As a result of an archaeological evaluation completed in 1999, two follow up excavations were undertaken in areas of the site where significant archaeology had been identified.
In Area 1, where Bronze Age pottery had been identified during the evaluation, further prehistoric finds (including Bronze Age pottery) were recovered from naturally deposited layers filling a linear depression, clearly a small tributary of the main east/west orientated valley, running from north-west to south-east along the western edge of the development area.

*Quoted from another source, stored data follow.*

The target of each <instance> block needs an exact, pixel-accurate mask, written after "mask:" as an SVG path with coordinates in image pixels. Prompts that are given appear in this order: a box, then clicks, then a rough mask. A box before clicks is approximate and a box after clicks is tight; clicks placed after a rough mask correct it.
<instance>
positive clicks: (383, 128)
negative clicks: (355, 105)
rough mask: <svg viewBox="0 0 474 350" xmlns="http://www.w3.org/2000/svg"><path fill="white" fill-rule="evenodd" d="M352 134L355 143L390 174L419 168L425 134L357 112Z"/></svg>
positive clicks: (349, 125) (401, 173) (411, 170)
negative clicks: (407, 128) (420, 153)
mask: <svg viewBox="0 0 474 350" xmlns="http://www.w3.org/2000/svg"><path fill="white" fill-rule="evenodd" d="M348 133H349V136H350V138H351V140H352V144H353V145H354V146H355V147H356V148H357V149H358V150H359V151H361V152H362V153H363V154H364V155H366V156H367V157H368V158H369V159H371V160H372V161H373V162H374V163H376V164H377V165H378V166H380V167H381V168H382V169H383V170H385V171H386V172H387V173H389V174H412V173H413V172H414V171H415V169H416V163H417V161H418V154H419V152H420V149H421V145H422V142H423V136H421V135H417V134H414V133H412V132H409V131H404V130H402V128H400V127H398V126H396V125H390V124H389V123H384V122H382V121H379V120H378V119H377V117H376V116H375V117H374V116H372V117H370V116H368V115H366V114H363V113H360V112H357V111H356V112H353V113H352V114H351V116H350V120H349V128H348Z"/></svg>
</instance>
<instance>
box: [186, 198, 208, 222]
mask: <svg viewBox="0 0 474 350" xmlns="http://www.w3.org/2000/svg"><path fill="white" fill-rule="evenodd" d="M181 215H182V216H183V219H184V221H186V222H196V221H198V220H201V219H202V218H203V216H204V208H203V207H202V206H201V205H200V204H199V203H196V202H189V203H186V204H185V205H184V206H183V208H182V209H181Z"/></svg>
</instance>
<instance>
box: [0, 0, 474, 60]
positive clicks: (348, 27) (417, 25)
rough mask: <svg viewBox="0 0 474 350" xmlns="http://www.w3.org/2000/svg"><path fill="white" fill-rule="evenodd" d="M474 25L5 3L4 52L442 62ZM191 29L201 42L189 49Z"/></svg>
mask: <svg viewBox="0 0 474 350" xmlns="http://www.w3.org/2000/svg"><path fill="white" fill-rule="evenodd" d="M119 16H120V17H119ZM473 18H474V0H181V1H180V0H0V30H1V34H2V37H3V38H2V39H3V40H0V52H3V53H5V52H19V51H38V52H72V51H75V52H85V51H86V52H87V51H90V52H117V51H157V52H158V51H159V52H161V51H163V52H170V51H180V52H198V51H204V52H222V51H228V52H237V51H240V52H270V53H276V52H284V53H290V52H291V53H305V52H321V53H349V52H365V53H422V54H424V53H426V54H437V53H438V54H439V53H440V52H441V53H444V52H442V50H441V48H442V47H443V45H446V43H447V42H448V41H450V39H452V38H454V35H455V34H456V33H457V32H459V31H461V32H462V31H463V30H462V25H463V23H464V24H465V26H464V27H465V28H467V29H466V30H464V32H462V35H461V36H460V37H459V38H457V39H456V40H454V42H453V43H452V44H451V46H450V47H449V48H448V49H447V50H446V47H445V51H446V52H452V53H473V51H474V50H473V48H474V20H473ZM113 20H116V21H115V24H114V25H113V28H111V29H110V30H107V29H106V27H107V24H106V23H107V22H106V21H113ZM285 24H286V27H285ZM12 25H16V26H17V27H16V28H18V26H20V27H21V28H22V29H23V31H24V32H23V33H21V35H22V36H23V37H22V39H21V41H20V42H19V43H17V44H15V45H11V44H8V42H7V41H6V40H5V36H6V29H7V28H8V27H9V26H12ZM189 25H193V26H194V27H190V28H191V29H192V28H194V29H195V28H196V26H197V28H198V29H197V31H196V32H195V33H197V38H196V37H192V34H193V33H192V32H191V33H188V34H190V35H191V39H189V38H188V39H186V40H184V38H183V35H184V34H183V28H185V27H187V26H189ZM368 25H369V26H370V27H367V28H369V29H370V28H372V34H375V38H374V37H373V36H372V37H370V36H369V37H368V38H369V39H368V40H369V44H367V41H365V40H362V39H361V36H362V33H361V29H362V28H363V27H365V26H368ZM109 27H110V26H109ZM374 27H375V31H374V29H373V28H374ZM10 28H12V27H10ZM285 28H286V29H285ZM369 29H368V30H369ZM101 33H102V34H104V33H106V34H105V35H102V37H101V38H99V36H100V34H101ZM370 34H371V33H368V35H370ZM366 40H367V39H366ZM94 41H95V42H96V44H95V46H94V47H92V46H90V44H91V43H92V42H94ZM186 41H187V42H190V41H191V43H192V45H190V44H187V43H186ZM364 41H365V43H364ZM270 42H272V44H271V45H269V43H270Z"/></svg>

In Area 2, where a Neolithic pit was identified in the evaluation, a buried ploughsoil of likely Middle Saxon date was removed in spits by machine and metal-detected. A number of natural features (tree throws, run-off channels etc.) was encountered and their fills were found to contain worked flints of Mesolithic date, indicating some exploitation of the surrounding area and possibly the valley bottom itself during this period. A large north/south aligned boundary ditch was revealed running across the entire length of the site which may have origins as early as the Late Neolithic and which saw use into the Early Bronze Age. The long-term significance of this feature was attested to by evidence for an investment of labour in its maintenance, in the form of two phases of re-cutting. Sparse occupation continued throughout prehistory, with other finds of Neolithic, Bronze Age and Iron Age date recovered from dispersed features across the site. A single poorly dated pit and finds from the ploughsoil also suggested that there was some Roman occupation.